Much to everyone’s disappointment, someone else bought the property. But then the deal fell through and it was up for sale again. It sold again. But that deal also fell through. Finally, the owners sold it to YWAM for our original offer.

There were four large buildings on the property that they numbered one through four. Unfortunately, squatters had taken up residence in some of the rooms. We couldn’t move in until they evacuated and they were given seven days. On the last day, my dad and another man moved in to try to force them out. Although one man threatened to barricade himself in with a gun, the squatters all left the next day.

Our family moved into building one near the entrance so my dad could keep an eye on security. The property was in quite a state of disrepair with all the plants extremely overgrown. To us boys, it was another opportunity for adventure…and danger.

At the end of building three, several of us boys made a very dangerous discovery. We found about five boxes, each containing about twenty smaller boxes, each containing about 100 paper books of matches. It was dangerous because we were pyromaniacs and in that part of Hawaii the grass is very dry. 

We would stack the matches in large piles, light the bottom, run and watch as the pile went up in flames and smoke. We had match wars, flicking lit matches at each other. During one of those wars we noticed some grass around a tree had caught fire. We scrambled, trying to throw as much of the very scarce dirt on the fire as possible.
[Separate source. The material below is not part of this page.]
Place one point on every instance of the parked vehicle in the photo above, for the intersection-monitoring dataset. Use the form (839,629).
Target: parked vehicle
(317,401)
Fortunately, we got it out but did this incident help us learn a lesson?

The hotel had had a golf course and if you searched around, you could still find old golf balls lying around. In those days, inside the outer shell, golf balls were made up of lots of rubber band-type material with a super bouncy ball type of core. When you put a golf ball in fire it melted the outer shell and the rubber band things would go snapping and popping all over the place until it burned to the core. After that, you had to get it out of the fire quick because if you left it in too long, the core would melt, a white liquid would come out and the super ball would be ruined. This became one of our pastimes…in a clearing…in the middle of some very dry, tall grass we called bull grass. 

Incidentally, this was the only time in my life that I ever tried to smoke anything. The bull grass was a dry, brown weed that grew in hollow segments between joints (and no, I don’t mean that kind of weed or that kind of joint). If you broke the joints off each end of a segment, you would have a hollow cylinder you could light and puff, which I once did in our clearing. I don’t think I actually even inhaled but I didn’t like it and never did it again.

Well, all bad things must come to an end. One day as we were burning our golf balls, an adult came across us in the middle of the clearing. We scattered, hoping he didn’t see who we were. I circled all the way around the property and came home from the complete opposite direction, only to find my parents waiting for me. Discipline was severe and that ended the very real danger of stupid boys burning down YWAM’s new base worth millions of dollars.